I am interested in the emergent properties of social behavior, particularly as they relate to disease transmission occurring within the social context.
Documenting the transmission patterns of bacteria within social groups is notoriously difficult. Simply identifying the presence of a particular bacterial species in multiple socially interacting individuals is not a valid indicator of transmission because those bacterial individuals may differ in their genotype. To determine the fine-grain structure of bacteria transmission, it is necessary to differentiate bacterial genotypes. Standard techniques for differentiating bacterial genotypes involve isolating each cell on a culture plate and sequencing it at multiple loci, which is time-consuming, resource-intensive, and impractical at a large scale (Dias et al., 2010). To reduce the time and resource burden of this multi-locus approach, I developed a differentiation method that uses one highly variable E-coli-specific locus that is appropriate for high throughput sequencing. E. coli is a typically harmless resident of the human gut but its temporal and taxonomic ubiquity among mammals (Hartl and Dykhuizen 1984) and ability to spread through physical contact (Caugant et al. 1984) makes it a powerful system in which to study transmission dynamics in a variety of host species.

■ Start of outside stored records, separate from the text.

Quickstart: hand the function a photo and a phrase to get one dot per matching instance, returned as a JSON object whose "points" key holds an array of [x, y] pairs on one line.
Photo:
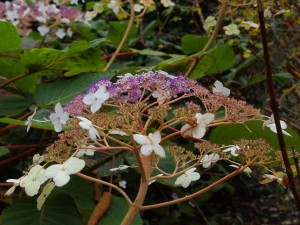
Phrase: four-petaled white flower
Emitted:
{"points": [[59, 117], [150, 143], [167, 3], [82, 152], [61, 172], [198, 131], [114, 6], [185, 179], [232, 150], [29, 120], [271, 124], [209, 22], [138, 8], [16, 182], [88, 125], [209, 159], [249, 24], [231, 29], [96, 99], [33, 180], [219, 88]]}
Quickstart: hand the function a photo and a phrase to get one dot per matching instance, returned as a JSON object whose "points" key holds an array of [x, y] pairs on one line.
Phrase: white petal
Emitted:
{"points": [[198, 132], [51, 171], [159, 150], [58, 109], [32, 188], [146, 149], [73, 165], [156, 137], [194, 176], [186, 182], [89, 99], [61, 178], [141, 139], [180, 179]]}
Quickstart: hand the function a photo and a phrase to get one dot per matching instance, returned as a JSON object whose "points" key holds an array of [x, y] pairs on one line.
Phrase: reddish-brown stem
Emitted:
{"points": [[274, 106], [101, 208]]}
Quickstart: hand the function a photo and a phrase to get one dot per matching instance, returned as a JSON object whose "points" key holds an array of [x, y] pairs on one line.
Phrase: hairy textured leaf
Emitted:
{"points": [[117, 211], [13, 105], [9, 38], [225, 134]]}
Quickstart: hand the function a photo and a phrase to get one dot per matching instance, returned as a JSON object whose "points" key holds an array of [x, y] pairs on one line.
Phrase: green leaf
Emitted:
{"points": [[4, 151], [63, 90], [79, 57], [13, 105], [216, 60], [59, 210], [116, 32], [225, 134], [193, 43], [117, 211], [9, 38], [45, 126]]}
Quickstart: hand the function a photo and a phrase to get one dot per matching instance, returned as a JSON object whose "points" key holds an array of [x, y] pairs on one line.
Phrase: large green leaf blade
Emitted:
{"points": [[9, 38], [225, 134], [13, 105], [117, 211]]}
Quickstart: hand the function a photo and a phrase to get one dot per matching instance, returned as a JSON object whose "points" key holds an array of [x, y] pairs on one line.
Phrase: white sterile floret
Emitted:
{"points": [[114, 6], [13, 188], [219, 88], [150, 143], [37, 158], [59, 117], [82, 152], [96, 99], [232, 150], [185, 179], [209, 22], [29, 120], [231, 29], [209, 159], [33, 180], [61, 172], [199, 130], [270, 123], [88, 125]]}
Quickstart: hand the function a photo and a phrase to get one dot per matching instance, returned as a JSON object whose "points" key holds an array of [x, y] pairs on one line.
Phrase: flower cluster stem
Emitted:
{"points": [[274, 106]]}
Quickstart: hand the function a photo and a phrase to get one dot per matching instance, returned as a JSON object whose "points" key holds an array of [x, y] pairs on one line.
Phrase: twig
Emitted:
{"points": [[274, 105]]}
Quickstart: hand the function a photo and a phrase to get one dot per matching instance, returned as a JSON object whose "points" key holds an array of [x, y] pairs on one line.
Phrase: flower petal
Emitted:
{"points": [[146, 149], [73, 165], [51, 171], [159, 150], [61, 178]]}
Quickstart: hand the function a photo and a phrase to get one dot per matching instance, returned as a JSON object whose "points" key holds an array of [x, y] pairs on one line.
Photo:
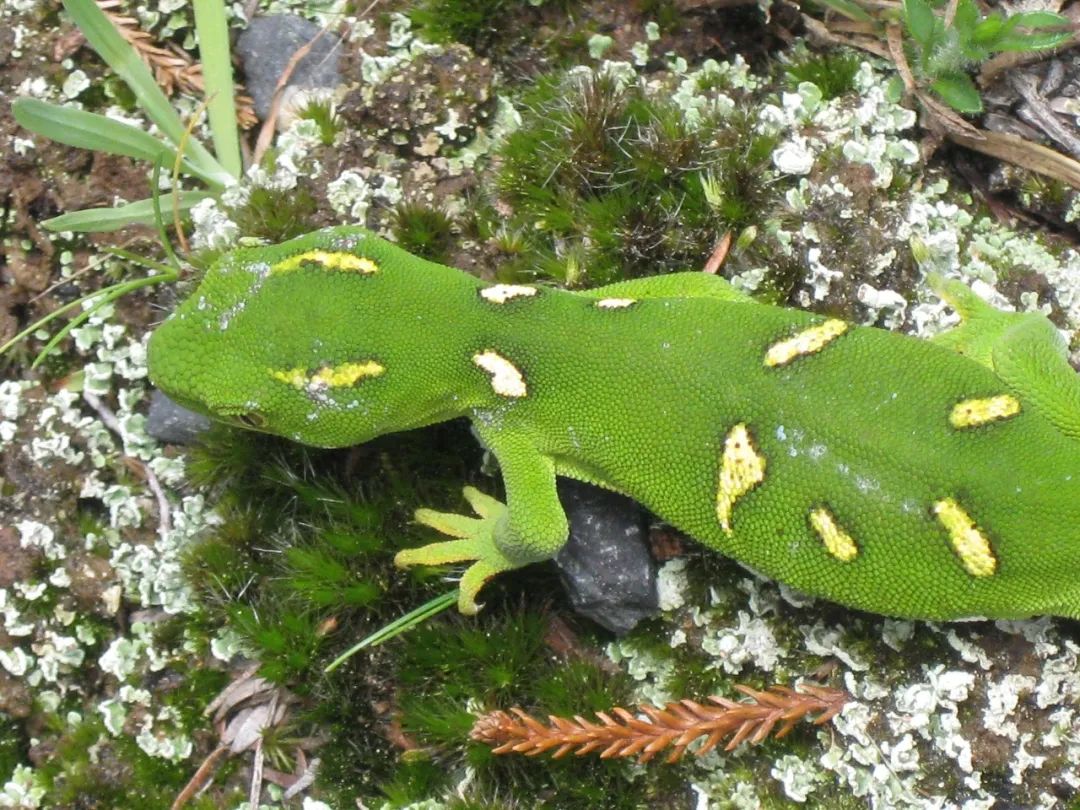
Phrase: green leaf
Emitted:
{"points": [[212, 29], [91, 131], [109, 219], [1039, 19], [966, 18], [1031, 41], [959, 92], [988, 31], [848, 9], [920, 21], [119, 54]]}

One-locus differentiation methods can be extremely powerful, as exemplified by the field of microbiome research, which uses a single locus to differentiate species and genera of bacteria. However, current methods cannot differentiate genotypes of a single species, which is the necessary scale at which to study transmission dynamics. The validation work for my newly-developed one-locus method indicates that it operates with high fidelity and reliably recapitulates known structures of bacteria sharing. This method is now being applied to a real mammalian social system for the first time. I have collected social behavior and fecal data over the course of a year from multiple groups of wild ringtailed lemurs in southwestern Madagascar. Analyses are currently underway to understand the relationship between shared E. coli genotypes and patterns of social behavior. Now that the E. coli differentiation method has been validated, I am building collaborations that will allow the application of this method to other mammalian systems to elucidate how a variety of social and environmental variables contribute to transmission dynamics.
This work is being done in collaboration with Drs. Daniel Dykhuizen, Patricia Wright, and Liliana Davalos.
Caugant, D. A., Levin, B. R., Selander, R. K. 1984. Distribution of multilocus genotypes of Escherichia coli within and between host families. Journal of Hygiene-Cambridge 92: 377-384.
Dias, R. C. S., Moreira, B. M. M., Riley, L. W. (2010). Use of fimH single-nucleotide polymorphisms for strain typing of clinical isolates of Escherichia coli for epidemiologic investigation. Journal of Clinical Microbiology 48: 483-488.
Hartl, D. L., Dykhuizen, D. E. (1984). The population genetics of Escherichia coli. Annual Review of Genetics 18: 31–68.